The advanced tracker works by taking the highest scoring match in a particular frame, and using this to define a new template. I have included sub-pixel resolution re-sampling to make this as accurate as possible, however it is inevitable that during this template re-defining, a slight error will always creep in. Over the sequence, this will result in 'template drift', which results in a template that is no longer centred over the particle of interest. This effect is illustrated below in figure ??

FIGURE TEMPLATE DRIFT

If you scroll down on the StAT front panel, there is a variable, Frames between template updates. This variable controls the frequency with which the template is updated. If you use a lower frequency (higher number of frames), the impact of template drift will be reduced. The number you choose here will depend on how rapidly your particle's appearance evolves when compared with the video frame rate - the number should be chosen low enough so that the particle is not lost due to evolving too much in appearance from the current template.

Fig. 11 . Scroll down for some extra options. (click for full-size screen grab).

 

 

1.2.4 Output Settings

Fig. 11 . Output settings. These control the nature of the output plot.

These buttons control the nature of the output plot generated by StAT. It is likely that you may not be happy with the aesthetics of the plot produced by the main StAT tracker program. As an example, using the randomly generated colour scheme can produce plots that are quite ugly.

Rather than running the entire tracking package multiple times, once you are happy with the tracker performance, you can use the post-processing tools to clean up the final plot for publication and generate movies for presentations. These tools are discussed later, in this section.

Figure 12 shows the different variations of plots available.

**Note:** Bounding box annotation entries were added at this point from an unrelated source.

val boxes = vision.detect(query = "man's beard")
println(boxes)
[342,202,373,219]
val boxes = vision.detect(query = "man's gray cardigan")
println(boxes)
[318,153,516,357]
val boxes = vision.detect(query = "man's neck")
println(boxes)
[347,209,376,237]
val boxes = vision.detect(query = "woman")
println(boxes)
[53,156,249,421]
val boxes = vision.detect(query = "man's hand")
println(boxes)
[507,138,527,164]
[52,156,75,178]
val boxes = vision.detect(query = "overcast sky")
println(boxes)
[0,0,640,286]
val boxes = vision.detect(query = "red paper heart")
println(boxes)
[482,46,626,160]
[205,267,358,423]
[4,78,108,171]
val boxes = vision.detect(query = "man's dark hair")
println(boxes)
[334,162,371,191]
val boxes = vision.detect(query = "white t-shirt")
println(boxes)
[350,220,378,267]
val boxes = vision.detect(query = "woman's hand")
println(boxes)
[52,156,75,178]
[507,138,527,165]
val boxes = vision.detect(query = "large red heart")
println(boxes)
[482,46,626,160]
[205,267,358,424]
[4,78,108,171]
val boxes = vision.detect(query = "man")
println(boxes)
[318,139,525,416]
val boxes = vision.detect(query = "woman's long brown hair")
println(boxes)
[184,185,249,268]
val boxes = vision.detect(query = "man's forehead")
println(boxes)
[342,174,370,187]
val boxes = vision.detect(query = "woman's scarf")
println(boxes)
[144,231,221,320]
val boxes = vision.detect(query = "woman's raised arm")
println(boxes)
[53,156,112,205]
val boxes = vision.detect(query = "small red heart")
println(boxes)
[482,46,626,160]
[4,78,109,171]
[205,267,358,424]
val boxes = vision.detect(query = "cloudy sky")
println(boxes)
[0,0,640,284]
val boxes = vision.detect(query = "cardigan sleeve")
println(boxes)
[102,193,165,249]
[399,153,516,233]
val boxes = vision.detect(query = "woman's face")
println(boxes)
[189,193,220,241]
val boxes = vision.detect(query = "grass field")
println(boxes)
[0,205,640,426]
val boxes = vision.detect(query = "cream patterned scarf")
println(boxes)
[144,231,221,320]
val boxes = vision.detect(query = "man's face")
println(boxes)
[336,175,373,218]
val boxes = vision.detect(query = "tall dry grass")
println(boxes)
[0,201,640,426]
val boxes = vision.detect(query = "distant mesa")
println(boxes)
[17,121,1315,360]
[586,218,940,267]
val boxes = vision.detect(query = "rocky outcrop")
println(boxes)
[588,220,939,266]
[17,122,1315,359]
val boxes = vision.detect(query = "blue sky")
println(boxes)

Note if you select 'multicoloured' and have only one particle species, the program generates a different random colour for each particle. If you have more than one species, each particle in a given species will have its trajectory plotted in the same colour.

If Labelled start/end points? is enabled, the program will plot large coloured spots on the ends of the trajectory. The colour of the spots is significant. There are four possible colours, with the following meanings:

Green - start point

Red - particle was lost before end of sequence

Blue - particle was tracked until the end of the sequence

Yellow - particle collided with or was occluded by another particle

If Blank background on plot? is enabled, the trajectories will be plotted on a white background, otherwise they will be plotted against the frame identified by the number entered under Starting frame.